T-Mobile screwups caused nationwide outage, but FCC isn’t punishing carrier

  News
image_pdfimage_print
A T-Mobile advertisement that says,
Enlarge / T-Mobile advertisement in New York City’s Times Square on October 15, 2020.
Getty Images | SOPA Images

The Federal Communications Commission has finished investigating T-Mobile for a network outage that Chairman Ajit Pai called “unacceptable.” But instead of punishing the mobile carrier, the FCC is merely issuing a public notice to “remind” phone companies of “industry-accepted best practices” that could have prevented the T-Mobile outage.

After the 12-hour nationwide outage on June 15 disrupted texting and calling services, including 911 emergency calls, Pai wrote that “the T-Mobile network outage is unacceptable” and that “the FCC is launching an investigation. We’re demanding answers—and so are American consumers.”

Pai has a history of talking tough with carriers and not following up with punishments that might have a greater deterrence effect than sternly worded warnings. That appears to be what happened again yesterday when the FCC announced the findings from its investigation into T-Mobile. Pai said that “T-Mobile’s outage was a failure” because the carrier didn’t follow best practices that could have prevented or minimized it, but he announced no punishment. The matter appears to be closed based on yesterday’s announcement, but we contacted Chairman Pai’s office today to ask if any punishment of T-Mobile is forthcoming. We’ll update this article if we get a response.

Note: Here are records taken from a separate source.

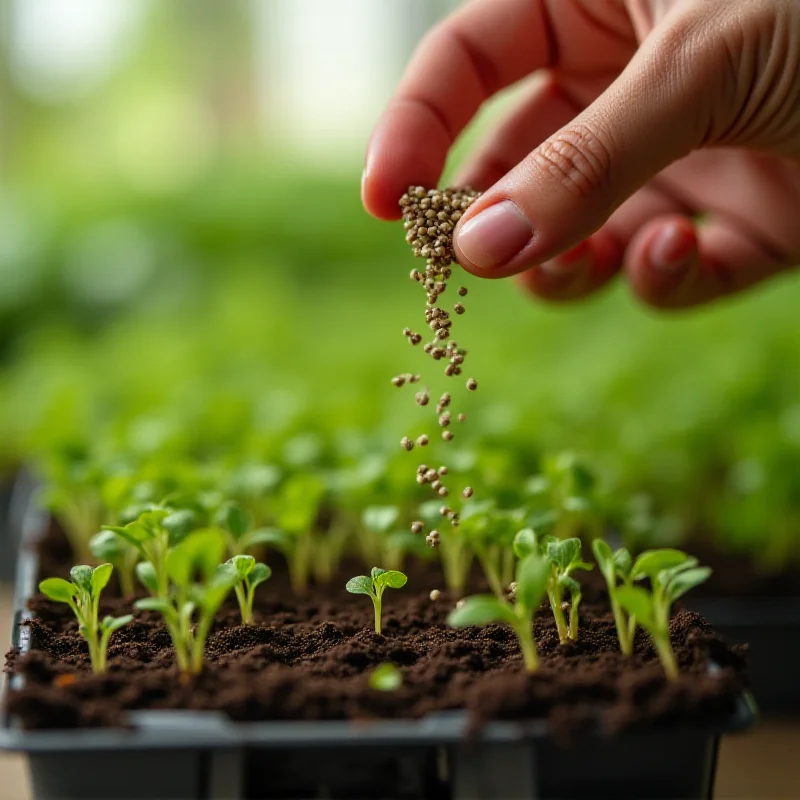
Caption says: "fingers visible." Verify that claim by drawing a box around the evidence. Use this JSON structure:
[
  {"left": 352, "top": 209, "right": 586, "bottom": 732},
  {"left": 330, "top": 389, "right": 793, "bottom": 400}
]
[
  {"left": 362, "top": 0, "right": 552, "bottom": 219},
  {"left": 625, "top": 215, "right": 789, "bottom": 309},
  {"left": 456, "top": 7, "right": 716, "bottom": 277}
]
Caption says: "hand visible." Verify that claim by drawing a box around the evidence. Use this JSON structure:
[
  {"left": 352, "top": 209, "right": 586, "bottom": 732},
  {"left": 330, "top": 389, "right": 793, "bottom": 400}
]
[{"left": 363, "top": 0, "right": 800, "bottom": 308}]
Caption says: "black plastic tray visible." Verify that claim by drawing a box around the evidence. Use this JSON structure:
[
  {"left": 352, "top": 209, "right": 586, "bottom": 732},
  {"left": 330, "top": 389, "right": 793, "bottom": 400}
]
[{"left": 0, "top": 494, "right": 755, "bottom": 800}]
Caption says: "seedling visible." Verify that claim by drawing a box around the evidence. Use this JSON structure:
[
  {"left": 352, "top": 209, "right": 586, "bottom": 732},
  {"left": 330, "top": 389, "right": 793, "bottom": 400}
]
[
  {"left": 592, "top": 539, "right": 636, "bottom": 656},
  {"left": 226, "top": 555, "right": 272, "bottom": 625},
  {"left": 135, "top": 530, "right": 241, "bottom": 675},
  {"left": 615, "top": 549, "right": 711, "bottom": 680},
  {"left": 345, "top": 567, "right": 408, "bottom": 633},
  {"left": 514, "top": 528, "right": 592, "bottom": 644},
  {"left": 447, "top": 552, "right": 552, "bottom": 672},
  {"left": 39, "top": 564, "right": 133, "bottom": 673},
  {"left": 369, "top": 662, "right": 403, "bottom": 692}
]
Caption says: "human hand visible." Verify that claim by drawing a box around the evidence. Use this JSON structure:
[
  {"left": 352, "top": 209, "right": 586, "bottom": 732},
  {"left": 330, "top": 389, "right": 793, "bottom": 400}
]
[{"left": 362, "top": 0, "right": 800, "bottom": 308}]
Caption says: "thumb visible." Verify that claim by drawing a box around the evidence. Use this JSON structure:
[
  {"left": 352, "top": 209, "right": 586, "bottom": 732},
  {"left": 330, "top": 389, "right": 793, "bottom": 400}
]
[{"left": 455, "top": 7, "right": 726, "bottom": 278}]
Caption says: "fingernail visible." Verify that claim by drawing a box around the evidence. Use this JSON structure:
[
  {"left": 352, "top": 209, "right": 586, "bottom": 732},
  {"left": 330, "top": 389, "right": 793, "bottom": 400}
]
[
  {"left": 458, "top": 200, "right": 533, "bottom": 269},
  {"left": 540, "top": 242, "right": 592, "bottom": 278},
  {"left": 650, "top": 224, "right": 694, "bottom": 272}
]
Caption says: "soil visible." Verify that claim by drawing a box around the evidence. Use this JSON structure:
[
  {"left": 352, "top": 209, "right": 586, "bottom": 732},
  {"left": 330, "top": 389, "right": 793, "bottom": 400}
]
[{"left": 7, "top": 520, "right": 745, "bottom": 737}]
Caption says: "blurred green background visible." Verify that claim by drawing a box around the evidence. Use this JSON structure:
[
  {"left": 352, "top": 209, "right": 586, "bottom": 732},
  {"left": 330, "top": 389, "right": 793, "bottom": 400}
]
[{"left": 0, "top": 0, "right": 800, "bottom": 568}]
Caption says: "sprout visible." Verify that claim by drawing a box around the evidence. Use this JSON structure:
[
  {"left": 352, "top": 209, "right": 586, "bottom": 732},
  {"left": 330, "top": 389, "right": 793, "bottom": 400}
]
[
  {"left": 226, "top": 555, "right": 272, "bottom": 625},
  {"left": 615, "top": 549, "right": 711, "bottom": 680},
  {"left": 345, "top": 567, "right": 408, "bottom": 633},
  {"left": 447, "top": 552, "right": 552, "bottom": 672},
  {"left": 369, "top": 662, "right": 403, "bottom": 692},
  {"left": 39, "top": 564, "right": 133, "bottom": 673}
]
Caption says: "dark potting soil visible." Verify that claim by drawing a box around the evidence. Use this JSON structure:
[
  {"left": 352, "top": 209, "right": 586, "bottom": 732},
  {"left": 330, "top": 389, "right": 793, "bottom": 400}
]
[{"left": 7, "top": 520, "right": 744, "bottom": 737}]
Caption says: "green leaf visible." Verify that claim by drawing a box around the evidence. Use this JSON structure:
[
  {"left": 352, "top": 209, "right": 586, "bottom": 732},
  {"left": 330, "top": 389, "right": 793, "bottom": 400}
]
[
  {"left": 136, "top": 561, "right": 158, "bottom": 594},
  {"left": 89, "top": 531, "right": 126, "bottom": 562},
  {"left": 514, "top": 528, "right": 537, "bottom": 558},
  {"left": 226, "top": 556, "right": 256, "bottom": 580},
  {"left": 101, "top": 614, "right": 133, "bottom": 632},
  {"left": 69, "top": 564, "right": 93, "bottom": 594},
  {"left": 91, "top": 564, "right": 114, "bottom": 597},
  {"left": 161, "top": 508, "right": 195, "bottom": 546},
  {"left": 667, "top": 567, "right": 711, "bottom": 603},
  {"left": 447, "top": 594, "right": 518, "bottom": 628},
  {"left": 39, "top": 578, "right": 78, "bottom": 603},
  {"left": 516, "top": 553, "right": 551, "bottom": 611},
  {"left": 616, "top": 586, "right": 655, "bottom": 632},
  {"left": 372, "top": 569, "right": 408, "bottom": 589},
  {"left": 344, "top": 575, "right": 372, "bottom": 595},
  {"left": 369, "top": 663, "right": 403, "bottom": 692},
  {"left": 247, "top": 564, "right": 272, "bottom": 589},
  {"left": 361, "top": 506, "right": 400, "bottom": 534},
  {"left": 214, "top": 503, "right": 253, "bottom": 542},
  {"left": 631, "top": 548, "right": 689, "bottom": 581}
]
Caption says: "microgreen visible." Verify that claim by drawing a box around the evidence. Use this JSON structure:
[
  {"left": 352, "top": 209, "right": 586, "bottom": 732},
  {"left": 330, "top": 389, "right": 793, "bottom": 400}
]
[
  {"left": 345, "top": 567, "right": 408, "bottom": 633},
  {"left": 447, "top": 552, "right": 552, "bottom": 672},
  {"left": 615, "top": 549, "right": 711, "bottom": 680},
  {"left": 39, "top": 564, "right": 133, "bottom": 673},
  {"left": 369, "top": 662, "right": 403, "bottom": 692},
  {"left": 226, "top": 555, "right": 272, "bottom": 625}
]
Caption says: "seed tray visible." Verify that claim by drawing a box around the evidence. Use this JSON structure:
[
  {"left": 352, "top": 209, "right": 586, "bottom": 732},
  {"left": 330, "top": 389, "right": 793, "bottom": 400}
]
[{"left": 0, "top": 490, "right": 755, "bottom": 800}]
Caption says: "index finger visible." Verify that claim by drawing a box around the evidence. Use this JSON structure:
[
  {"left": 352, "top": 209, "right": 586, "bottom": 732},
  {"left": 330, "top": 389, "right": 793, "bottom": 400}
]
[{"left": 362, "top": 0, "right": 554, "bottom": 219}]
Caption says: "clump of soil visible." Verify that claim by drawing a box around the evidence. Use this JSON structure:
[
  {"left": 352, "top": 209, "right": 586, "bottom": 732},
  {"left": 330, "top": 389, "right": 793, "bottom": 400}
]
[{"left": 3, "top": 532, "right": 744, "bottom": 736}]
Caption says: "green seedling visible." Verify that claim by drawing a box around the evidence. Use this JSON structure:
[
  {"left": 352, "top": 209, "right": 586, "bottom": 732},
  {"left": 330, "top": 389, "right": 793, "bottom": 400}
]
[
  {"left": 369, "top": 662, "right": 403, "bottom": 692},
  {"left": 135, "top": 530, "right": 241, "bottom": 675},
  {"left": 226, "top": 555, "right": 272, "bottom": 625},
  {"left": 39, "top": 564, "right": 133, "bottom": 673},
  {"left": 592, "top": 539, "right": 636, "bottom": 656},
  {"left": 447, "top": 552, "right": 552, "bottom": 672},
  {"left": 616, "top": 549, "right": 711, "bottom": 680},
  {"left": 514, "top": 528, "right": 592, "bottom": 644},
  {"left": 345, "top": 567, "right": 408, "bottom": 633}
]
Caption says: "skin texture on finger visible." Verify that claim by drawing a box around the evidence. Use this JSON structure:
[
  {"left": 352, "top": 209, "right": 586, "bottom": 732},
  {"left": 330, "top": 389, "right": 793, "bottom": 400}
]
[
  {"left": 625, "top": 216, "right": 788, "bottom": 310},
  {"left": 362, "top": 0, "right": 635, "bottom": 219}
]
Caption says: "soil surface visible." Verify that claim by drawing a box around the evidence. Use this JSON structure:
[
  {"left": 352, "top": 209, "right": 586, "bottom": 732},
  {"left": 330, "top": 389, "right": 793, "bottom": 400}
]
[{"left": 7, "top": 520, "right": 744, "bottom": 737}]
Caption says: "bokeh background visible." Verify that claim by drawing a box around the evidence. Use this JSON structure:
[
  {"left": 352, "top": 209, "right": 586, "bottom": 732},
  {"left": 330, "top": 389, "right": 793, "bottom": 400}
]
[{"left": 0, "top": 0, "right": 800, "bottom": 797}]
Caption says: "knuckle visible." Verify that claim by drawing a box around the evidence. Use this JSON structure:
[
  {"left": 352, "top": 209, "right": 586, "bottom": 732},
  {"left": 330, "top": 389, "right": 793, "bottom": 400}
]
[{"left": 533, "top": 125, "right": 612, "bottom": 197}]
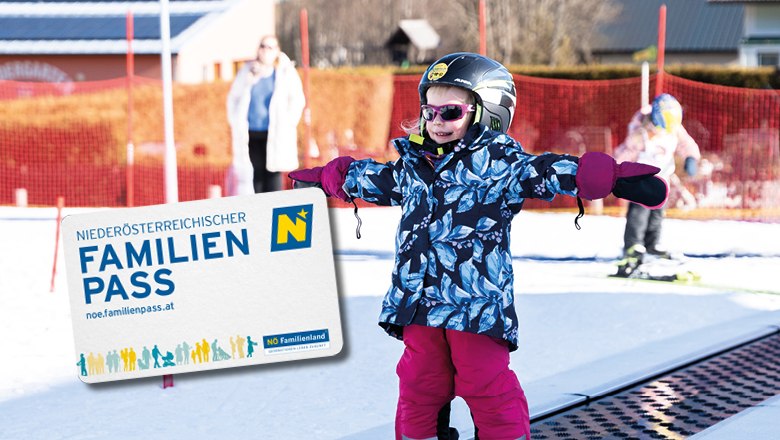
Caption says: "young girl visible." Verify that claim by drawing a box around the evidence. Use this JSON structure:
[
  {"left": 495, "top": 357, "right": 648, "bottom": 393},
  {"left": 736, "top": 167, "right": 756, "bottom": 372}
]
[{"left": 290, "top": 53, "right": 666, "bottom": 439}]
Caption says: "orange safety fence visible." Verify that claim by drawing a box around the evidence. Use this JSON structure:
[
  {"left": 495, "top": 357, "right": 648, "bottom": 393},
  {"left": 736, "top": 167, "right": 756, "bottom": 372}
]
[{"left": 0, "top": 72, "right": 780, "bottom": 221}]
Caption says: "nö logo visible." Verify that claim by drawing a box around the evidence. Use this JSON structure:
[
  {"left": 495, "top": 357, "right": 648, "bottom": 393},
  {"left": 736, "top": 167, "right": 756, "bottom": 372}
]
[{"left": 271, "top": 205, "right": 314, "bottom": 252}]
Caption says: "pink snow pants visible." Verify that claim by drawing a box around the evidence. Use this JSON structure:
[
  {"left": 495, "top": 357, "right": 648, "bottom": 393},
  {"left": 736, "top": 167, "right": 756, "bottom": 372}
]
[{"left": 395, "top": 325, "right": 531, "bottom": 440}]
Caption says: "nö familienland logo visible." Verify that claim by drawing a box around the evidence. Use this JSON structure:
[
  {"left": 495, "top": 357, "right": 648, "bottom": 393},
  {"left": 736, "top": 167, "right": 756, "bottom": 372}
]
[{"left": 271, "top": 204, "right": 314, "bottom": 252}]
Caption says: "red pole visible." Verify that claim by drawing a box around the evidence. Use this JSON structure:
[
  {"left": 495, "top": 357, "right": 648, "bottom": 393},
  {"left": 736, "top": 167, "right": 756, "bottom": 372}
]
[
  {"left": 125, "top": 11, "right": 135, "bottom": 206},
  {"left": 655, "top": 5, "right": 666, "bottom": 96},
  {"left": 49, "top": 196, "right": 65, "bottom": 292},
  {"left": 479, "top": 0, "right": 487, "bottom": 56},
  {"left": 301, "top": 8, "right": 311, "bottom": 168}
]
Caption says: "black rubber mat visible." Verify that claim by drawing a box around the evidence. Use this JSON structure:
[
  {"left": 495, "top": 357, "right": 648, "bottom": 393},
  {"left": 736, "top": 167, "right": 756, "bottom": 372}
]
[{"left": 531, "top": 333, "right": 780, "bottom": 440}]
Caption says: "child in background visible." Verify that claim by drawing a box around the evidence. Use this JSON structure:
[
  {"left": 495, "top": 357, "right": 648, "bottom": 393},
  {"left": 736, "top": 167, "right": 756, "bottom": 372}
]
[
  {"left": 615, "top": 93, "right": 701, "bottom": 277},
  {"left": 290, "top": 53, "right": 667, "bottom": 439}
]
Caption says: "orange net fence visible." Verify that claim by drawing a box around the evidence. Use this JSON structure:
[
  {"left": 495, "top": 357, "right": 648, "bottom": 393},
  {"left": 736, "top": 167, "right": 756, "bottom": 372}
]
[
  {"left": 391, "top": 74, "right": 780, "bottom": 221},
  {"left": 0, "top": 72, "right": 780, "bottom": 221}
]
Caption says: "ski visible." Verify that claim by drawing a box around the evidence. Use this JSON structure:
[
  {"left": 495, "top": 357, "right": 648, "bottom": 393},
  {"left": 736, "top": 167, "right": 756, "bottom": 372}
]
[{"left": 607, "top": 271, "right": 780, "bottom": 295}]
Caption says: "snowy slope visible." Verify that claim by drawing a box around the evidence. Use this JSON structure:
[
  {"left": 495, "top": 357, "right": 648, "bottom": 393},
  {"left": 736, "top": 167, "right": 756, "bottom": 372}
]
[{"left": 0, "top": 208, "right": 780, "bottom": 439}]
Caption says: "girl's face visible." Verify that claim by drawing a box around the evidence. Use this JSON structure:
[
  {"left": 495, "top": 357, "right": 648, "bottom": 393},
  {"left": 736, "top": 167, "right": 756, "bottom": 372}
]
[
  {"left": 425, "top": 87, "right": 473, "bottom": 144},
  {"left": 257, "top": 37, "right": 279, "bottom": 66}
]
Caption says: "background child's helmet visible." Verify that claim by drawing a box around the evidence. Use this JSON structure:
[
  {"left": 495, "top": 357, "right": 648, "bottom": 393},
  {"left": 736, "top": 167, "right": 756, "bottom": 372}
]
[
  {"left": 418, "top": 52, "right": 516, "bottom": 133},
  {"left": 650, "top": 93, "right": 682, "bottom": 133}
]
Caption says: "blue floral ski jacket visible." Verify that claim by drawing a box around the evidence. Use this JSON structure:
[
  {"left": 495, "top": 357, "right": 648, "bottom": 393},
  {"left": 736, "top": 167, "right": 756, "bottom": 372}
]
[{"left": 343, "top": 125, "right": 578, "bottom": 351}]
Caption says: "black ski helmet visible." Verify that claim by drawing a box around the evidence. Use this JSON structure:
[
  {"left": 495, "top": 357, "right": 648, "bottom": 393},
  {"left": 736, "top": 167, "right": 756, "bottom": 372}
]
[{"left": 417, "top": 52, "right": 516, "bottom": 133}]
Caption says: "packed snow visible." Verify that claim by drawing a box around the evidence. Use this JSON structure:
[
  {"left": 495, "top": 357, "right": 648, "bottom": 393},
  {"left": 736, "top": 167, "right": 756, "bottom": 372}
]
[{"left": 0, "top": 207, "right": 780, "bottom": 439}]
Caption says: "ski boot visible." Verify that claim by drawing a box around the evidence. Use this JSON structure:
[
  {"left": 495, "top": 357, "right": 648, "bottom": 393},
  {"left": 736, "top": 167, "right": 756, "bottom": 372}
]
[
  {"left": 436, "top": 402, "right": 460, "bottom": 440},
  {"left": 613, "top": 244, "right": 645, "bottom": 278},
  {"left": 647, "top": 246, "right": 672, "bottom": 260}
]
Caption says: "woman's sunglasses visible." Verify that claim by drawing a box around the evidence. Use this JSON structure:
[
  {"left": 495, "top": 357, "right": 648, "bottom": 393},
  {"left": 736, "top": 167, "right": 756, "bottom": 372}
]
[{"left": 420, "top": 104, "right": 474, "bottom": 121}]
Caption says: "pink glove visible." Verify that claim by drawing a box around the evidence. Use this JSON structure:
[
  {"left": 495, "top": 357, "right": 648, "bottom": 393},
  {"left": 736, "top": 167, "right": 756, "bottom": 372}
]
[
  {"left": 288, "top": 156, "right": 355, "bottom": 202},
  {"left": 575, "top": 152, "right": 669, "bottom": 209}
]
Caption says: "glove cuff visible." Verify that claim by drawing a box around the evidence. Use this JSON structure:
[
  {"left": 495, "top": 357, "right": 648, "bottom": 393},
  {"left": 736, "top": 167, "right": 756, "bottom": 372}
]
[
  {"left": 322, "top": 156, "right": 355, "bottom": 202},
  {"left": 575, "top": 152, "right": 617, "bottom": 200}
]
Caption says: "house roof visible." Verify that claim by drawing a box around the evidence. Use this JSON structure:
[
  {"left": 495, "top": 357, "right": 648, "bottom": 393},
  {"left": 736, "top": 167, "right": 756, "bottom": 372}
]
[
  {"left": 0, "top": 0, "right": 234, "bottom": 54},
  {"left": 593, "top": 0, "right": 744, "bottom": 53}
]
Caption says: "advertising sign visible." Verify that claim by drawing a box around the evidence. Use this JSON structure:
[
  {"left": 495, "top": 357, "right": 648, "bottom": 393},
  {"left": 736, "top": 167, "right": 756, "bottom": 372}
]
[{"left": 62, "top": 188, "right": 343, "bottom": 383}]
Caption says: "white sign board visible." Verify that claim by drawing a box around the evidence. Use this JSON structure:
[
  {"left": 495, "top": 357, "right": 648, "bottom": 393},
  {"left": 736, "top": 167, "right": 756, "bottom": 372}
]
[{"left": 62, "top": 188, "right": 343, "bottom": 383}]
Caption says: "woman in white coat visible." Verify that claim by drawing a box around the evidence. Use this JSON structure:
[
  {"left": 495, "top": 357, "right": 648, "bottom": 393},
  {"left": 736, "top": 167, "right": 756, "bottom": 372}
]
[{"left": 226, "top": 35, "right": 305, "bottom": 195}]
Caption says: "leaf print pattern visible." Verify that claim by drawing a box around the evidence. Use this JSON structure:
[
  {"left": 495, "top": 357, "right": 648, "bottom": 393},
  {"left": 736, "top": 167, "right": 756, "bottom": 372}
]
[{"left": 343, "top": 126, "right": 578, "bottom": 350}]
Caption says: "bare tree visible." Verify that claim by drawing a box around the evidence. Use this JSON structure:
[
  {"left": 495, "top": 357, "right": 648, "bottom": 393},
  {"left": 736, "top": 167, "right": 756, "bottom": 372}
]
[{"left": 277, "top": 0, "right": 620, "bottom": 67}]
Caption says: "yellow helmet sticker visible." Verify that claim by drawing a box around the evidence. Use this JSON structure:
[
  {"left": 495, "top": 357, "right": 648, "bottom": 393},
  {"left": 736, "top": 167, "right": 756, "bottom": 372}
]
[{"left": 428, "top": 63, "right": 447, "bottom": 81}]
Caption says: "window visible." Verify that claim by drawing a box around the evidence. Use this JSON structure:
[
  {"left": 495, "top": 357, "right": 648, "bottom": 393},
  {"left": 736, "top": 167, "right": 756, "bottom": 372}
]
[{"left": 758, "top": 52, "right": 780, "bottom": 66}]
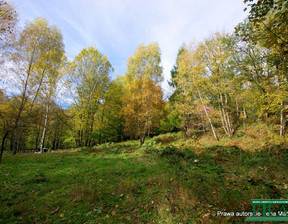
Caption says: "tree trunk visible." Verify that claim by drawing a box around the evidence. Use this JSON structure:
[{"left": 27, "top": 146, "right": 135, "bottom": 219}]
[
  {"left": 197, "top": 89, "right": 219, "bottom": 141},
  {"left": 40, "top": 103, "right": 49, "bottom": 153},
  {"left": 140, "top": 134, "right": 145, "bottom": 145},
  {"left": 280, "top": 101, "right": 286, "bottom": 136},
  {"left": 0, "top": 131, "right": 9, "bottom": 163}
]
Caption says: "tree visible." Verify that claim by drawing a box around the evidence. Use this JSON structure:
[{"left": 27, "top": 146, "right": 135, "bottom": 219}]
[
  {"left": 236, "top": 0, "right": 288, "bottom": 136},
  {"left": 0, "top": 0, "right": 18, "bottom": 50},
  {"left": 122, "top": 43, "right": 164, "bottom": 144},
  {"left": 68, "top": 47, "right": 113, "bottom": 146},
  {"left": 11, "top": 18, "right": 64, "bottom": 153}
]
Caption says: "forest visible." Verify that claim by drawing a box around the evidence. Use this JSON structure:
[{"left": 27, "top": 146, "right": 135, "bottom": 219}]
[{"left": 0, "top": 0, "right": 288, "bottom": 223}]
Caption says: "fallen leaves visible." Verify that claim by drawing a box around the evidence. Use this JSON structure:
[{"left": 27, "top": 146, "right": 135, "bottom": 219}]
[{"left": 50, "top": 206, "right": 60, "bottom": 215}]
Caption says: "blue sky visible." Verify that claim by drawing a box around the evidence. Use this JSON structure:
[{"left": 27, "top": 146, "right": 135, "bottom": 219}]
[{"left": 11, "top": 0, "right": 247, "bottom": 94}]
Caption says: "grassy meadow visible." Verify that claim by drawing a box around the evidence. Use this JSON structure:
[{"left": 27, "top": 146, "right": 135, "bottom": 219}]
[{"left": 0, "top": 125, "right": 288, "bottom": 224}]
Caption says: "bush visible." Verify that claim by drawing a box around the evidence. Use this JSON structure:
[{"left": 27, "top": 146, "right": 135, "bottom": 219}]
[{"left": 141, "top": 141, "right": 158, "bottom": 154}]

FCC details T-Mobile mistakes

The staff-investigation report identified several mistakes made by T-Mobile during the outage, which began as T-Mobile was installing new routers in the Southeast US. When a fiber transport link in the region failed, T-Mobile’s network should have transferred traffic across a different link. But the carrier “had misconfigured the weight of the links to one of its routers,” which “prevented the traffic from flowing to the new active router as intended.” T-Mobile hadn’t implemented any fail-safe process to prevent the misconfiguration or to alert network engineers to the problem.

The Atlanta market “became isolated” from the rest of the network, causing all LTE users in the area to lose connectivity. A software error made things worse by preventing mobile devices in the Atlanta area from re-registering with the IP Multimedia Subsystem over Wi-Fi. Instead of routing device-registration attempts to a different node, “the registration system repeatedly routed re-registration attempts for each mobile device to the last node retained in its records, which was unavailable due to the market isolation.”

The software error had existed in T-Mobile’s network for months. “This software error likely did not cause problems before this outage occurred because the outage was the first notable market isolation since T-Mobile integrated this software into its network,” the FCC said. Regular testing “could have discovered the software flaw and routing misconfiguration before they could impact live calls,” the FCC also said.

After the trouble on June 15 began, T-Mobile engineers “ended up exacerbating [the outage’s] impact because they misdiagnosed the problem.” The FCC report continued:

T-Mobile believed that the fiber transport link that failed earlier in the day was continuing to cause the ongoing outage. Acting on this belief, T-Mobile manually shut down the link in an attempt to transfer traffic away from it. Due to the still-misconfigured Open Shortest Path First weights, however, these steps recreated the outage’s initial conditions. LTE customers in the Atlanta market were again disconnected from the LTE network and forced to establish calls over Wi-Fi, and their registration attempts again failed and created a registration storm that added further congestion to T-Mobile’s IP Multimedia Subsystem.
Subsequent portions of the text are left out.